If you do not want to ue TPM, then you should just copy-paste
the .tmux
file to your tmux.conf
file.
With the settings above, navigation should work well locally. But if you need kitty-tmux navigation also work through ssh, follow steps below:
- Install kitty on your remote machine, here I show how to do it in linux using linuxbrew: How To.
wget https://github.com/kovidgoyal/kitty/releases/download/v0.20.3/kitty-0.20.3-x86_64.txz -O kitty.txz
mkdir $HOMEBREW_PREFIX/Cellar/kitty
tar xf kitty.txz -C $HOMEBREW_PREFIX/Cellar/kitty
ln -sf $HOMEBREW_PREFIX/Cellar/kitty/bin/kitty $HOMEBREW_PREFIX/bin
rm kitty.txz
With kitty installed on your remote system and remote control enabled, your should be able to use remote control from ssh. But because of reasons explained here, it won't work from inside tmux.
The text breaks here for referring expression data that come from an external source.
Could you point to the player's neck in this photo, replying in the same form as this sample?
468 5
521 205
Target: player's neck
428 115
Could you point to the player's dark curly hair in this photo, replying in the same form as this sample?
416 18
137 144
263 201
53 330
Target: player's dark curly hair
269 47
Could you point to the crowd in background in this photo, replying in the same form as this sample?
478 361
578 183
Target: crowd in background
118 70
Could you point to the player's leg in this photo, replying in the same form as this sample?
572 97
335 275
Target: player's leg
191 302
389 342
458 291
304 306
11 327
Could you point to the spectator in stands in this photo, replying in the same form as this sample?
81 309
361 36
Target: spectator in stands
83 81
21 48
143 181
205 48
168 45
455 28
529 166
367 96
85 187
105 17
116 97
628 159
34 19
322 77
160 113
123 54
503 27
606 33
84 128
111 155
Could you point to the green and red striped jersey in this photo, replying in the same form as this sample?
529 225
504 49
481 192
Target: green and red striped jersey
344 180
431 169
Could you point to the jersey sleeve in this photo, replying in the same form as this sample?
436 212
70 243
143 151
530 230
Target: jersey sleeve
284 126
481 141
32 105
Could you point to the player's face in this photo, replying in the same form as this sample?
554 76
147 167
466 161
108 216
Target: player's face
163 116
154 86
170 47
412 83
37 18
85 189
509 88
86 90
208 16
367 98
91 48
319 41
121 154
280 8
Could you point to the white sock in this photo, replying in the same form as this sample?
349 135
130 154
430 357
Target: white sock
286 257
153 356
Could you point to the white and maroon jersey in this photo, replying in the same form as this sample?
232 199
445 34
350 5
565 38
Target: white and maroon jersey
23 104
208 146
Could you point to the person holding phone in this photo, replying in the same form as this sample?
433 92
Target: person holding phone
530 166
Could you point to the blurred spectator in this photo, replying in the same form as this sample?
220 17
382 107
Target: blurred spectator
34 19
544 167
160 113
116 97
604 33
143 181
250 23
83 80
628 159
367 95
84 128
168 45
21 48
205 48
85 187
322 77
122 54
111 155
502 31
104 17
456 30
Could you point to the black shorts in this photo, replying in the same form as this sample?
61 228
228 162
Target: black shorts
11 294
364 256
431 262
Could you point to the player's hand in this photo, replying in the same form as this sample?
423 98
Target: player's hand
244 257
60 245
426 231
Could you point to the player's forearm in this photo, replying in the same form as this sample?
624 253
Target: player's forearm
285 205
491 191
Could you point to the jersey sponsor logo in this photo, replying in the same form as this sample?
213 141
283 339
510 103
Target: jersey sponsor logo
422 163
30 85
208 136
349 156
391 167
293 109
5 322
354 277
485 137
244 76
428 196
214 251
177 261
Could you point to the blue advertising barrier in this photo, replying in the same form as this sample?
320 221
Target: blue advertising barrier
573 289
So we're going to need some workarounds.
- Set remote port forwarding when using SSH.
ssh -R 50000:${KITTY_LISTEN_ON#*:} user@host
The remote TCP port 50000 can be changed to anything depending on your needs.
You can put it as an alias on your shell rc file so you don't type it all the time.
alias ssh='ssh -R 50000:${KITTY_LISTEN_ON#*:}'
- Add the following snippet to your remote machine's
.zshrc
or something similar on other shell:
# Set KITTY_PORT env variable
if [[ $SSH_TTY ]] && ! [ -n "$TMUX" ]; then
export KITTY_PORT=`kitty @ ls 2>/dev/null | grep "[0-9]:/tmp/mykitty" | head -n 1 | cut -d : -f 1 | cut -d \" -f 2`
fi
Explanation:
- Source kitty path so the binary can be called from anywhere
- Set the KITTY_PORT environment variable automatically from the foreground process that call ssh.
- Set terminal key binding for changing kitty window when not using tmux
- Don't forget to install the tmux plugin on your remote system also. And copy
neighboring_window.py
to your remote machine ~/.config/kitty directory.
This plugin is a fork from vim-kitty-navigator extending it's capabilities to also work with tmux pane navigation. The aim is to make navigation between Kitty windows, tmux panes, and vim splits seamless. With some extra configuration, kitty-tmux navigation works even through SSH!